Radio-Canada obtained a copy of a memo, which indicates that Quebec’s CPE system could be facing deeper cuts than previously anticipated.

A working group on CPE daycares is looking into the relationship between what parents pay, what Quebec taxpayers pay and what can be done to make up for perpetual losses in the CPE daycare program. The group's final meeting is scheduled for Dec. 12.

“We are just as surprised as you are, and frustrated to say the least,” CPE association spokeswoman Gina Gasparini told Daybreak Montreal host Mike Finnerty.

On Wednesday, Quebec’s Minister of Families Nicole Léger vigorously denied further cuts. She said there would be no more cuts to the province’s CPE program this year.

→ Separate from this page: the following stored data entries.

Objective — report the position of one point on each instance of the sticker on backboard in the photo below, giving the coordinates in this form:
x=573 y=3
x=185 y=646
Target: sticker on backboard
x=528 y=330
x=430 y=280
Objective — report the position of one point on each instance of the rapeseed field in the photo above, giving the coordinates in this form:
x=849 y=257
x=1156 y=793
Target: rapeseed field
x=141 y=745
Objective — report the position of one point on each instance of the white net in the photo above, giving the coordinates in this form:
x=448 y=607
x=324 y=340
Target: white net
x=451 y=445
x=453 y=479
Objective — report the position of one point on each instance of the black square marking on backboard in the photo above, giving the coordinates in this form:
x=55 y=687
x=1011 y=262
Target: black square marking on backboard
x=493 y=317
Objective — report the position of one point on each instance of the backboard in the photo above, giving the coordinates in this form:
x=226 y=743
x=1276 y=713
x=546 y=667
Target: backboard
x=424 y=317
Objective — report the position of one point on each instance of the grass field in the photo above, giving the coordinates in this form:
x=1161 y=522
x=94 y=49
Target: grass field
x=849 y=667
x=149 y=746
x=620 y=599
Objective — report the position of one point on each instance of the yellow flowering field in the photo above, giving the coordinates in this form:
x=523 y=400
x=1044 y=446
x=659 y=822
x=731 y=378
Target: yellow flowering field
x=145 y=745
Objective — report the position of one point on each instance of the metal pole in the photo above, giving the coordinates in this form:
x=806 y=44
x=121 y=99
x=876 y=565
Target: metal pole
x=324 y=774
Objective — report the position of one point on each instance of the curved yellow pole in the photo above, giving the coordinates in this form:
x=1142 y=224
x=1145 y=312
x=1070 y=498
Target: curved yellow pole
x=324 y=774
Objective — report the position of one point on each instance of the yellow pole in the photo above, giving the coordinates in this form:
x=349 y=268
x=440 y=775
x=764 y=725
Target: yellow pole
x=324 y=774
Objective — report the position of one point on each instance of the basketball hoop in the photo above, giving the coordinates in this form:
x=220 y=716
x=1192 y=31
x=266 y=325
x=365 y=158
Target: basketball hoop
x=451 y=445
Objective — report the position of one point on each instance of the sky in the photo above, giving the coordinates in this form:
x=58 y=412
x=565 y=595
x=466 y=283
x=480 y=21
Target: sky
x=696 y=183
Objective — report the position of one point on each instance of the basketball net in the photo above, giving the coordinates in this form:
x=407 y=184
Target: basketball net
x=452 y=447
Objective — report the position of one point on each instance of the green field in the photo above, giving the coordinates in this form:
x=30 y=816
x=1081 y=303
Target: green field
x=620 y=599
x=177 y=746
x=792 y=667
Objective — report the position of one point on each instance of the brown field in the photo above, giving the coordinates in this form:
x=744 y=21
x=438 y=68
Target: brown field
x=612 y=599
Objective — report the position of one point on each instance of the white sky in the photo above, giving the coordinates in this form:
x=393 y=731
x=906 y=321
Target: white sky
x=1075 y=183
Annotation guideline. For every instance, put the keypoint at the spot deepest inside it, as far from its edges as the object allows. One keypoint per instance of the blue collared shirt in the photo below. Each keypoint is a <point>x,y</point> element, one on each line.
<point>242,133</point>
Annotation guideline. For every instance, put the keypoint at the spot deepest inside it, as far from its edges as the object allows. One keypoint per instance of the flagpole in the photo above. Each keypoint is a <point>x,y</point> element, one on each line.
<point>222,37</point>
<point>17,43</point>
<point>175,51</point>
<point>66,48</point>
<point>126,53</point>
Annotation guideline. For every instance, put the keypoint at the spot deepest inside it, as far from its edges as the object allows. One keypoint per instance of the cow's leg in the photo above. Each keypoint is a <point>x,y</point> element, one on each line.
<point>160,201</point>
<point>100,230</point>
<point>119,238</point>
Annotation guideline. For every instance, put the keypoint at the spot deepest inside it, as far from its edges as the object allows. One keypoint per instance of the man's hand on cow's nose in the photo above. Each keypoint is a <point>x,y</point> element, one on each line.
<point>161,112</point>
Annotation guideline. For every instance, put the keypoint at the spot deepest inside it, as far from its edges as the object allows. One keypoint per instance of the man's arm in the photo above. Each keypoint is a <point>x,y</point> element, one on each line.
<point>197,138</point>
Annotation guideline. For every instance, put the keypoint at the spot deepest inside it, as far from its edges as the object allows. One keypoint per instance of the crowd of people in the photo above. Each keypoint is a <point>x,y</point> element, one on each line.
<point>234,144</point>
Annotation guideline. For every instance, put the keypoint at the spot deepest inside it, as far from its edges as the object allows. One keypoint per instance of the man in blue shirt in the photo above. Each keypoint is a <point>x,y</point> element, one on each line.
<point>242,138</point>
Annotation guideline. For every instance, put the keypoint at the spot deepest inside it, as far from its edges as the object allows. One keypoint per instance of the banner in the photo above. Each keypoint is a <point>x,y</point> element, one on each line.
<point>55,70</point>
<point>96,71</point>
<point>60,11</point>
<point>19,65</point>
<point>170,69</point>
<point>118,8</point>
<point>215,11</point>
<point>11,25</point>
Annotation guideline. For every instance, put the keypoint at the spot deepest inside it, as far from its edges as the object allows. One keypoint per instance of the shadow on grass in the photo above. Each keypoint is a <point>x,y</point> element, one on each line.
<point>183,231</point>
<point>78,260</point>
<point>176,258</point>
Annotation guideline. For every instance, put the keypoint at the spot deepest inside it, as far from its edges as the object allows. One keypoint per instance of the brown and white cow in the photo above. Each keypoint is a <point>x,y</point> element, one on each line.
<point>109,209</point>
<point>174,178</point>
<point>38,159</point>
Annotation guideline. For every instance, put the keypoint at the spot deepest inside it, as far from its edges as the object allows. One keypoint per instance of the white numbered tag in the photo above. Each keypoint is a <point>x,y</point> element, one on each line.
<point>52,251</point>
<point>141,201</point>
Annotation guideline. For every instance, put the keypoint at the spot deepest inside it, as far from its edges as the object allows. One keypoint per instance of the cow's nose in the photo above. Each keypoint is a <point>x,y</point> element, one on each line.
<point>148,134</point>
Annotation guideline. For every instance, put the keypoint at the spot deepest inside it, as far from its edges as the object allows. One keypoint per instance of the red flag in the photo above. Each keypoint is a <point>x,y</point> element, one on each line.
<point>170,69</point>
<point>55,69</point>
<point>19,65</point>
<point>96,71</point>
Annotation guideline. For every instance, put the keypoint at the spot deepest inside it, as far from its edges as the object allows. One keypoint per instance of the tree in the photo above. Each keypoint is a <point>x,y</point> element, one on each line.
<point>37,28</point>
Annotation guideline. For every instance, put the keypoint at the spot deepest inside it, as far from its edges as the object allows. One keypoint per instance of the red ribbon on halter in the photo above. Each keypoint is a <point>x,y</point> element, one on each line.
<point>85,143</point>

However, when she was confronted by a Radio-Canada reporter yesterday armed with the internal memo in question, Léger wasn’t so emphatic.

CPEs say subsidies don't reflect cost of living

Last spring, the government negotiated a $31-million cut within the subsidized daycare program and a global cut of $56-million to the province’s entire daycare budget — cuts that the head of the CPE association called unjustified at the time.

Gasparini said today that the CPE network could not support another major cut. She said that while the cost of living has increased, the subsidies CPEs receive from the Quebec government have not, resulting in millions less for the network every year even without cuts.

“It’s been eight years that our subsidies have not matches the cost of living of our expenses, over which we have very little control. Salaries are set, food is food and rent is rent,” Gasparini said.

Parents may end up being the ones who absorb any further cuts to the CPE program.

Léger said she would not rule out increasing the cost of public daycare, which has been frozen at $7 a day for 10 years.